I turned down the volume knob. Raising the beer bottle to my lips, I noticed that everybody in the room was staring at me. The bottle froze in midair as I looked out over the top of it.
“Did you really find him?” the young girl asked.
I nodded my head yes.
“Was it awful?” she asked, her drawl becoming even more syrupy as she drew the words out.
“It was no tiptoe through the tulips,” I said, wanting more than anything else not to discuss it. “Hey, Ray, why don’t you let me hear that song again?”
Ray hit a lick on the Martin, filling the room with notes as clear and loud and sweet as heaven’s doorbell. I backed away toward the window, to listen to the song as they all let go again. Over my shoulder, I could see the black Lincoln still parked in the loading zone. The driver’s side window was rolled about halfway down now, but I couldn’t see anything because of the angle.
Ray and Slim really had written a winner. The chorus was catchy, the bridge was bridgey. The more I listened to Ray and Slim, and the new, younger voices of country music, the more I grew to love it. The work of songwriters like Bob McDill, Jim Glaser, Randy VanWarmer, sounded more like poetry than pop to me. And I’ll take Garth Brooks, Randy Travis, Kathy Mattea, any day over Metallica and Poison and the obscene urban MTV warfare raps.
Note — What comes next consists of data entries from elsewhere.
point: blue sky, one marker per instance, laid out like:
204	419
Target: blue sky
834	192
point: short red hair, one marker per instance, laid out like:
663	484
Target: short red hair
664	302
The two sang on, their voices blending in a harmony as sweet as clear sunshine. The verses were not sophisticated, but they were genuine and earthy and touching. I felt like I was sitting in on something pretty impressive. Ray and Slim played guitar licks off each other at the end of the song, then note by note, traded off the resolution, hit the final chord, and let the sound echo away into silence inside the office.
Then there was a scream.
20
We sat there a moment, stunned. That definitely was not part of the song. “What the hell?” Ray said, stretching out the word hell into about four syllables.
I couldn’t even tell where the scream had come from. I shrugged my shoulders.
“I don’t know,” Slim said. It was one of the more profound statements he’d ever made.
“Where’d it come from?” the bleached blonde asked.
“Beats the shit out of me,” Cowboy No. 1 offered.
Then we heard it again, muffled, from a distance: a solid, human scream bellowing from a healthy set of lungs.
I looked over my shoulder at the Lincoln. Someone stood next to the driver’s side window, with a shopping cart full of cardboard boxes, rags, and garbage, held with one hand to keep it from rolling down Seventh Avenue. A bag lady, I realized, and just then she released the shopping cart, raised both hands to the side of her face, and let loose with another long, bloodcurdling howl. The shopping cart rolled down Seventh Avenue, picking up speed as it went, then hit a pothole and toppled, sending the bag lady’s prized possessions arcing off into the street and blocking both lanes.